Реплика (6) – Допустим, предрассудки, но нам же надо от чего-то как-то отталкиваться!
В.М. – А давайте отталкиваться в нашем разговоре от культуры.
Реплика (6) – Хорошо. Культура, Вы говорили…
В.М. – …это то, что транслируется и реализуется.
Реплика (6) – Да, транслируется и реализуется. Но культура – это совокупность каких-то норм, да?
В.М. – Нет. Культура – это то, что транслируется и реализуется. Что в нашем случае транслируется и реализуется? Ну, совокупность норм, образцов, эталонов и т.д. Порядок говорения – очень важен. Порядок слов важнее в мышлении, чем в поэзии.
Реплика (6) – Хорошо. Они, допустим, существуют…
В.М. – Кто «они»?
Реплика (6) – То, что транслируется и реализуется.
В.М. – Нет, я такое утверждать бы очень опасался.
Реплика (6) – Хорошо. Но тогда открытость чего-то чему-то…
В.М. – Вот, понимаете, какая вещь? Я всё время думаю, что я говорю конкретно. Очень. Вот я, например, не говорил ничего о человеке, и если б Вы мне не сказали, я б даже и не подумал, что я о человеке что-то говорил. Я точно так же ничего не говорил о существовании. Я ничему из того, что я нарисовал не приписываю статуса существования и не могу приписывать статус существования. Я могу опираться на некоторые факты и т.д., апеллировать к ним для того, чтобы зацепить ваши, скажем, пресуппозиции, ваши апперцепции.

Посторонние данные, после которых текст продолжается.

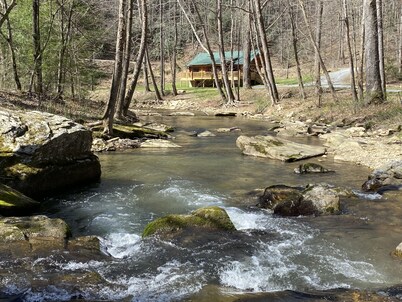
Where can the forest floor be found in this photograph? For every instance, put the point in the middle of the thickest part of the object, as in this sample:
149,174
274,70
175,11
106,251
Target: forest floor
253,103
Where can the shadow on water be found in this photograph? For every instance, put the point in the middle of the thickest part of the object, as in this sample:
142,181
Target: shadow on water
269,258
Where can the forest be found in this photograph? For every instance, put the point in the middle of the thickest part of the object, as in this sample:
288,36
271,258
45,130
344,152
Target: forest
50,49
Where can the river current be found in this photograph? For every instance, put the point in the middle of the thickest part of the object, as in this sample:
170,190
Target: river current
272,254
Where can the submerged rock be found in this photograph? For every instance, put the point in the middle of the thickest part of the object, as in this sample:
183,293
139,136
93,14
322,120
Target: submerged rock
206,133
204,219
277,148
295,201
385,178
158,143
13,202
41,152
311,168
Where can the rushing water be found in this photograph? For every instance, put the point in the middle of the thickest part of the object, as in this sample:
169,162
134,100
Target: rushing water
270,254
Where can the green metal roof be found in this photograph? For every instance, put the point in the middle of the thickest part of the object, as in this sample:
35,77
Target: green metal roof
204,59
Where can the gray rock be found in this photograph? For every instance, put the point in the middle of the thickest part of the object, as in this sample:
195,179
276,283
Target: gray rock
159,143
182,113
308,168
277,148
385,178
42,152
293,201
206,133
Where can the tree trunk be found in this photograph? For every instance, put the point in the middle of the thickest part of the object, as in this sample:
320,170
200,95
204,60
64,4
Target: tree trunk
10,42
161,50
228,87
142,5
317,49
37,46
247,52
374,93
400,41
206,46
117,72
381,46
151,73
362,57
174,55
295,52
350,52
65,36
317,63
265,51
120,114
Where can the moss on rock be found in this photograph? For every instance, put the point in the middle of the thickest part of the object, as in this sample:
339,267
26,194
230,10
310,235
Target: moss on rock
210,218
13,202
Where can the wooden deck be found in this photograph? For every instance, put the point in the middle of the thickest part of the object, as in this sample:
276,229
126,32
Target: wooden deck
206,79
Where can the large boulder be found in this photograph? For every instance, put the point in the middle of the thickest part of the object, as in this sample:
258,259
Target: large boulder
295,201
385,178
308,168
13,202
42,152
277,148
204,219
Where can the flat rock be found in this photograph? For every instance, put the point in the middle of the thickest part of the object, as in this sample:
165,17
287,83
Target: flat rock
182,113
158,143
42,152
277,148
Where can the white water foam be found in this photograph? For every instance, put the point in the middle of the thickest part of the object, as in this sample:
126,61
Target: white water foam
368,196
187,193
121,245
298,258
174,281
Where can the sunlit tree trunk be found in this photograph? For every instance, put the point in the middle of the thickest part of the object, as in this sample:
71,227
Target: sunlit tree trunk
374,92
117,71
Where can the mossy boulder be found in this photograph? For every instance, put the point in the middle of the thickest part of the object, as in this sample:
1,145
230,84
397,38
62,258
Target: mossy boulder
42,152
309,168
13,202
204,219
295,201
277,148
389,177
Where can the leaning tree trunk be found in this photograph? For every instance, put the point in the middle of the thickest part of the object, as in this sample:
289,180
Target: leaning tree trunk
374,93
247,53
296,52
350,52
140,57
228,87
117,72
174,55
381,46
151,73
317,49
260,27
126,62
10,42
37,46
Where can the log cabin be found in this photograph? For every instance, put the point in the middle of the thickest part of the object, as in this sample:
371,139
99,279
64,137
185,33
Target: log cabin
199,69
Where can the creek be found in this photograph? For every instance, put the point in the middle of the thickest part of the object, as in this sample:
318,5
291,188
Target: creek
273,254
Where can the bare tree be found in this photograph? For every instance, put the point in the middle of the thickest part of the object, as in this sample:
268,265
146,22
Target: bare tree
316,48
143,11
350,52
117,71
374,92
295,50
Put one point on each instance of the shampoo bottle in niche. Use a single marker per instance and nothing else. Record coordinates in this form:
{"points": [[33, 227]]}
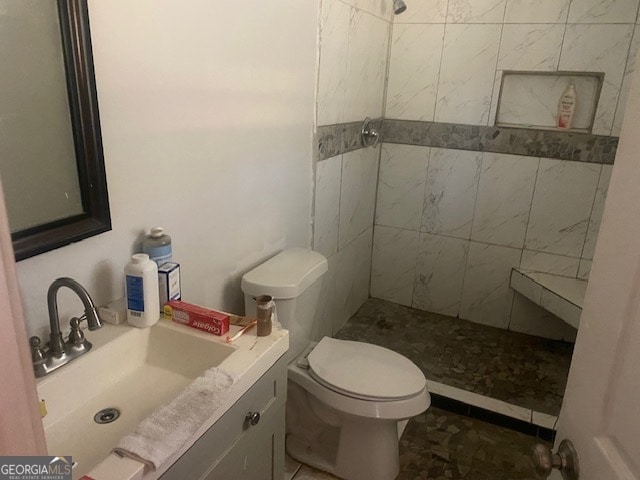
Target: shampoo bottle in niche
{"points": [[141, 291], [158, 246], [566, 107]]}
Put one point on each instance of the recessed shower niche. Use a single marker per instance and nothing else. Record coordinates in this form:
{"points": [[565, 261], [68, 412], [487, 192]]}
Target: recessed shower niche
{"points": [[530, 99]]}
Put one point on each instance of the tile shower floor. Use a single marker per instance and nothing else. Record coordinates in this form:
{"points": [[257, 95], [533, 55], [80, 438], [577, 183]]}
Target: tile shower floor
{"points": [[519, 369], [439, 445]]}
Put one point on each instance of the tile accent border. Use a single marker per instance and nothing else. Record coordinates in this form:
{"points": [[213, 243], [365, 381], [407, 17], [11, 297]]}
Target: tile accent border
{"points": [[341, 138], [580, 147]]}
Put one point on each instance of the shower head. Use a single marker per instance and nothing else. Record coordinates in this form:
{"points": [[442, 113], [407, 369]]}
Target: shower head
{"points": [[399, 6]]}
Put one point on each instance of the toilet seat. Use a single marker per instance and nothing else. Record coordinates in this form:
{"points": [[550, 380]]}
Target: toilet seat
{"points": [[364, 371]]}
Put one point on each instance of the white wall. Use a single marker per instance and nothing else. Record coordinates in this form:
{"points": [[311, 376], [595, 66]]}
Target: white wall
{"points": [[207, 116]]}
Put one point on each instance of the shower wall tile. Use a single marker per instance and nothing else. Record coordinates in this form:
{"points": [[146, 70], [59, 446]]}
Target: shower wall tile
{"points": [[362, 270], [626, 82], [536, 11], [561, 207], [450, 194], [440, 270], [324, 314], [334, 35], [327, 206], [477, 11], [353, 269], [424, 11], [504, 199], [603, 11], [366, 66], [401, 186], [358, 192], [599, 48], [584, 270], [596, 212], [549, 263], [413, 71], [529, 318], [379, 8], [486, 295], [467, 73], [495, 97], [530, 47], [344, 293], [394, 264]]}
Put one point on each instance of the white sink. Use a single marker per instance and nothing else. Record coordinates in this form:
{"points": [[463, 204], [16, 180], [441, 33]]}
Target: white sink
{"points": [[134, 370]]}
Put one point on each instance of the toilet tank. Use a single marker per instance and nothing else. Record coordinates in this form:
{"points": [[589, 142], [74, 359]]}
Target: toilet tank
{"points": [[294, 279]]}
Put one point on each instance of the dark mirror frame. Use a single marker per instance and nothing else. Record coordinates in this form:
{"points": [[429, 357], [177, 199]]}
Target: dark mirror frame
{"points": [[85, 122]]}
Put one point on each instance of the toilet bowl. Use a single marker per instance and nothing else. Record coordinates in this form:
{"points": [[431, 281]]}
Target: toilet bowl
{"points": [[346, 399], [344, 405]]}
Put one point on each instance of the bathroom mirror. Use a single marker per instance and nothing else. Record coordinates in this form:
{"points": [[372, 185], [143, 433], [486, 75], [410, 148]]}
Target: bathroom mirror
{"points": [[51, 159]]}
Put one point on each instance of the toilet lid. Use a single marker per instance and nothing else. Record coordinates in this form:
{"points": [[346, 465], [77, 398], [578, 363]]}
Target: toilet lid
{"points": [[362, 370]]}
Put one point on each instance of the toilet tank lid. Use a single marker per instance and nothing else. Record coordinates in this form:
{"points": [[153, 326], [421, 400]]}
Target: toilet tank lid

Реплика (6) – Хорошо. Есть такое устойчивое выражение: «Представитель такой-то культуры». Это человек – представитель этой культуры?
В.М. – Ну, есть такое выражение.
Реплика (6) – Допустим, мы возьмём не конкретного человека, а абстрактного.

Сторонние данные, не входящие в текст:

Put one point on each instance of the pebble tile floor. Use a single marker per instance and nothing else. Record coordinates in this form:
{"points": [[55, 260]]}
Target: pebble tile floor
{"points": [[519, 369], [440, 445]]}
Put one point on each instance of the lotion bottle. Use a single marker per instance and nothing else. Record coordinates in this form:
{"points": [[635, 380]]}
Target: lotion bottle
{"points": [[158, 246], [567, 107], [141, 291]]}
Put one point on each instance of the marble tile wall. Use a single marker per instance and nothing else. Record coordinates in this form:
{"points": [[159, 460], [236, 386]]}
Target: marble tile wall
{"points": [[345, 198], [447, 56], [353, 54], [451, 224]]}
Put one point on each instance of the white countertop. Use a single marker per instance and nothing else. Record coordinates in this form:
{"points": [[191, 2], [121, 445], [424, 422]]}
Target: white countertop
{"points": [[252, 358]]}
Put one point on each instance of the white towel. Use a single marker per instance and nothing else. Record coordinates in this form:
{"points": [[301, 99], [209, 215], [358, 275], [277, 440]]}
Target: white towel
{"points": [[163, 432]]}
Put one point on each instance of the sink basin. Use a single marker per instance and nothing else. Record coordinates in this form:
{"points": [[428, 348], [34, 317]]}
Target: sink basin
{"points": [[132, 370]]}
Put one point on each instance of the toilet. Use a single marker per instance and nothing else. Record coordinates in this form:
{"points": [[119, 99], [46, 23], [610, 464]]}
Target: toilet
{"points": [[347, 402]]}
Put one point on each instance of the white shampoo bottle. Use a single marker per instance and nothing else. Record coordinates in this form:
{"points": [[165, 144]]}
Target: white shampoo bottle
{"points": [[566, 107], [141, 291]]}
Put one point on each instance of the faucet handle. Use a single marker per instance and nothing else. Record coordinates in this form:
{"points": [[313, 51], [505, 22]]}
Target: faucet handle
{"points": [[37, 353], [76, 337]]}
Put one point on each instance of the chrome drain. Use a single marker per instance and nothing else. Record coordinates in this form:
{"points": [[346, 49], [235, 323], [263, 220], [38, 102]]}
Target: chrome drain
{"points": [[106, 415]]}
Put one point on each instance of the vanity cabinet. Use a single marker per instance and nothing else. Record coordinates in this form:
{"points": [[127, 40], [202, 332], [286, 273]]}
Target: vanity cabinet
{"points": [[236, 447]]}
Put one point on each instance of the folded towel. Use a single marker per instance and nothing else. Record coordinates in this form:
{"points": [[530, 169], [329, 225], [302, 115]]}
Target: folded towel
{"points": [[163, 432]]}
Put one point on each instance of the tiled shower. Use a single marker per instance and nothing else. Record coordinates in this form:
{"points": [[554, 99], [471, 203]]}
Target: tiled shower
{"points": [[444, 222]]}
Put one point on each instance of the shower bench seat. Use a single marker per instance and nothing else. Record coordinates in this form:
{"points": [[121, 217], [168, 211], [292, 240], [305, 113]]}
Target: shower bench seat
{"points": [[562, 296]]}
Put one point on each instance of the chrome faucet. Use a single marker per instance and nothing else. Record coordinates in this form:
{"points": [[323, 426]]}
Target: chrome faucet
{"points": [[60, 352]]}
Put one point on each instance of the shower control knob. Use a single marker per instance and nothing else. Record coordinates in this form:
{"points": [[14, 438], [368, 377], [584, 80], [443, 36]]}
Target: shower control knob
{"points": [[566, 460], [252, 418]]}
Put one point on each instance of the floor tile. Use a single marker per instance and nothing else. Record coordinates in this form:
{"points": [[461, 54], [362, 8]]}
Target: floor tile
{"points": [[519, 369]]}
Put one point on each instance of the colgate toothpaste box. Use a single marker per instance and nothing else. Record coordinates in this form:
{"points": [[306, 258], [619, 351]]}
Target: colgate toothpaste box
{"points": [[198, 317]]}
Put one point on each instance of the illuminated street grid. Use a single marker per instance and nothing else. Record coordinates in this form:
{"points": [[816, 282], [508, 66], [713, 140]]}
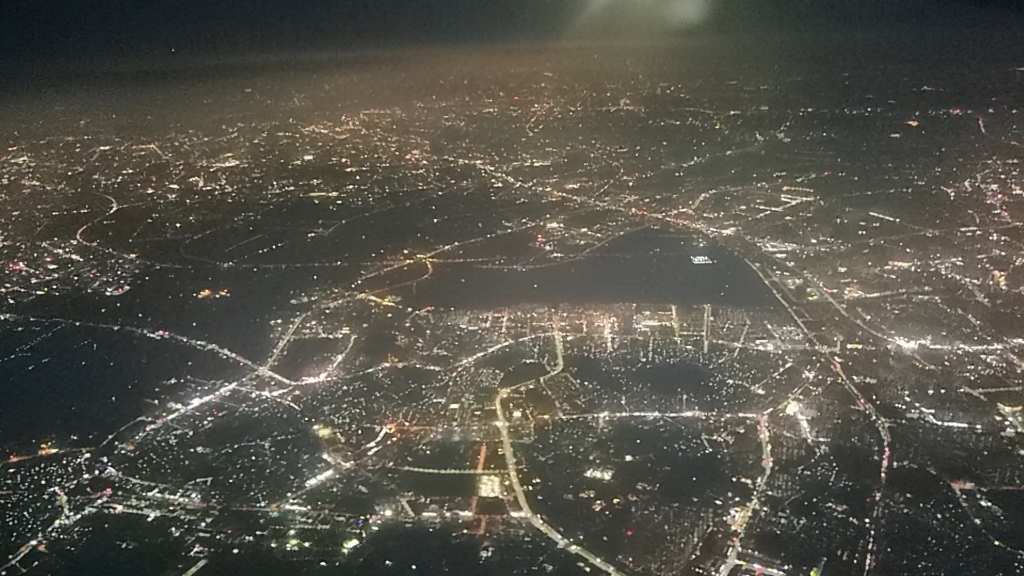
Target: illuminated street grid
{"points": [[845, 400]]}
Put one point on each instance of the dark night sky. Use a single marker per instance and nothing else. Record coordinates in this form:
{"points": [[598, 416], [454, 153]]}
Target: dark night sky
{"points": [[70, 29]]}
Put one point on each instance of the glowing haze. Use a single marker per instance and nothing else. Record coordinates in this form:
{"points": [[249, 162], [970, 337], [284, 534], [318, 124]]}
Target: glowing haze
{"points": [[642, 16]]}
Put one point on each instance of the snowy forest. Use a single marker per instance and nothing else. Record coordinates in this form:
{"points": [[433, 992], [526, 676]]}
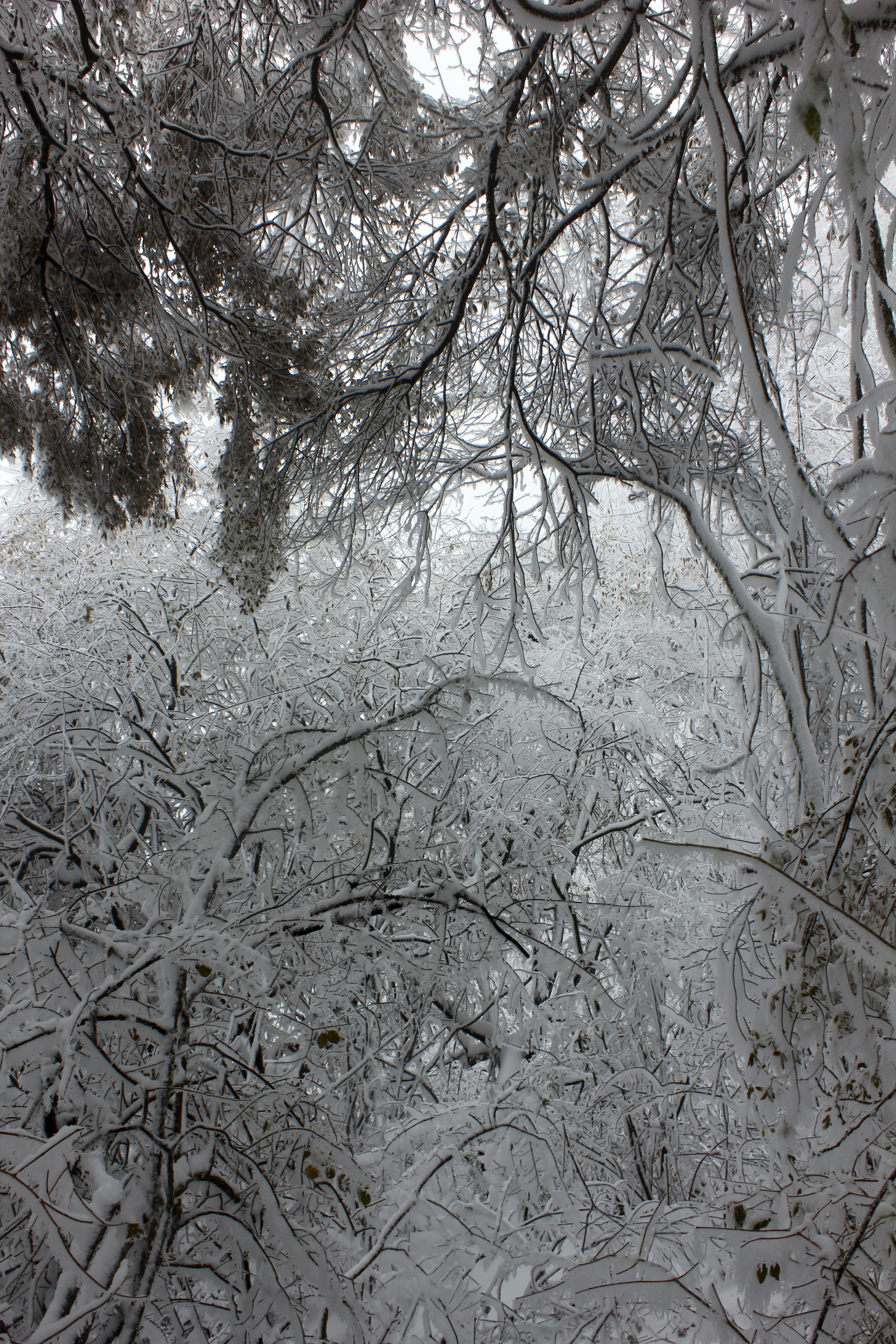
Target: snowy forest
{"points": [[448, 673]]}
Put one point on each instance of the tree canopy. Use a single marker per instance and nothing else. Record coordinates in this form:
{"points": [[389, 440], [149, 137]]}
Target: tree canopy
{"points": [[445, 932]]}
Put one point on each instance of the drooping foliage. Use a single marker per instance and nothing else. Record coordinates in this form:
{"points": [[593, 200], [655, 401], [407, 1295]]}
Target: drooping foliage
{"points": [[359, 867]]}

В.М. – Про абстрактного человека – это ещё хуже. Абстрактный человек – это нечто двуногое, без перьев и с широкими ногтями. Зачем Вам человек, вот я не понимаю? Вот давайте Вас обсуждать! Я не знаю, человек Вы или не человек, но давайте Вас вот и обсудим! Вы что хотите спросить про себя?!
Реплика (6) – Хорошо. Когда-то на Коллегиуме Вы нам говорили о человеке, приводили такую классификацию из психологии: человек – личность – индивид…

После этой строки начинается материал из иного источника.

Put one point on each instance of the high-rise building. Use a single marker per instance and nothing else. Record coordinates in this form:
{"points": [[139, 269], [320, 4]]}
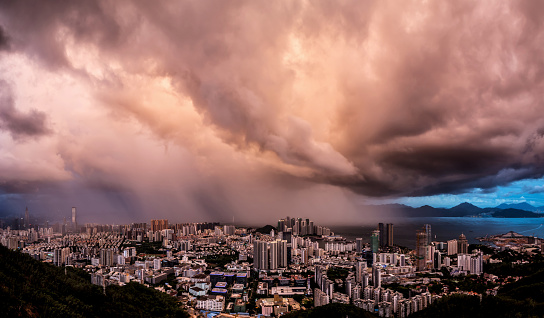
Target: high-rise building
{"points": [[376, 276], [437, 260], [452, 247], [274, 254], [358, 244], [427, 228], [389, 234], [462, 244], [159, 225], [27, 218], [382, 235], [74, 218], [386, 234], [421, 249], [375, 241]]}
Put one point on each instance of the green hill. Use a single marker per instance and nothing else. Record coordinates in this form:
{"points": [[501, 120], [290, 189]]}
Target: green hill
{"points": [[29, 288], [524, 298], [331, 311]]}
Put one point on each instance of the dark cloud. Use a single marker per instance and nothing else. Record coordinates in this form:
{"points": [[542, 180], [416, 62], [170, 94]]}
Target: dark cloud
{"points": [[19, 124], [381, 98], [4, 39]]}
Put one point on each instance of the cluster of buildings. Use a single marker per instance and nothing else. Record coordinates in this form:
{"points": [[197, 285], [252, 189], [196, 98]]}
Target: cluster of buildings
{"points": [[231, 270]]}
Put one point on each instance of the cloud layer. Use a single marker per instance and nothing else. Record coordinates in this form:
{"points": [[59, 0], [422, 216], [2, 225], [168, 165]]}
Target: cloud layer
{"points": [[234, 108]]}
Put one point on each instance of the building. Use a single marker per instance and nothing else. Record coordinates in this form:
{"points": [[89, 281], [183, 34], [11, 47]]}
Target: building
{"points": [[74, 218], [27, 219], [427, 228], [159, 225], [211, 303], [375, 241], [452, 247], [421, 249], [389, 228], [462, 244]]}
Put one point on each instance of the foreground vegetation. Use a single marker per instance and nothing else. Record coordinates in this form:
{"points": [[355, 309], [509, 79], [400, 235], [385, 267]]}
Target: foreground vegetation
{"points": [[331, 311], [524, 298], [29, 288]]}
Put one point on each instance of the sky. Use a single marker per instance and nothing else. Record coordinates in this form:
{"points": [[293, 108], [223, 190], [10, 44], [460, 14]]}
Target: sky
{"points": [[253, 110]]}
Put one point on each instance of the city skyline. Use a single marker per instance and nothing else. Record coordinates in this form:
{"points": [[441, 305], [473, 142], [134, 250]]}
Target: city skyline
{"points": [[252, 111]]}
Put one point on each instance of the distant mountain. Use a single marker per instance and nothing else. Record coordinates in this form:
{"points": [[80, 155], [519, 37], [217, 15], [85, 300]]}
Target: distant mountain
{"points": [[465, 208], [515, 213], [461, 210], [520, 206]]}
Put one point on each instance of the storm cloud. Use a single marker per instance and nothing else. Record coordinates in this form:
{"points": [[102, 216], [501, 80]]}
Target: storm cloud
{"points": [[18, 124], [234, 107]]}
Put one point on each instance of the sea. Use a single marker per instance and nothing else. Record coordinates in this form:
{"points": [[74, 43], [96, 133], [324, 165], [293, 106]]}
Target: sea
{"points": [[446, 228]]}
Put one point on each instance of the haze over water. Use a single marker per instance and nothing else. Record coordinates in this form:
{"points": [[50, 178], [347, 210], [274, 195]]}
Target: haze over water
{"points": [[443, 228]]}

В.М. – Ну, существует масса всяких классификаций. Вот в том контексте, наверное, это было осмысленно.
Реплика (6) – Хорошо. А кто тогда меняет культуру? Допустим, кто приносит что-то новое в культуру?
В.М. – Культурный политик.
Реплика (6) – Культурный политик?
В.М. – Да. Это – позиция такая. Это – позиция, а не человек. И эту позицию может занимать кто-то. Иногда отдельные люди, но чаще, я думаю, команды, объединённые трансцендентальным единством апперцепции. И – вперёд.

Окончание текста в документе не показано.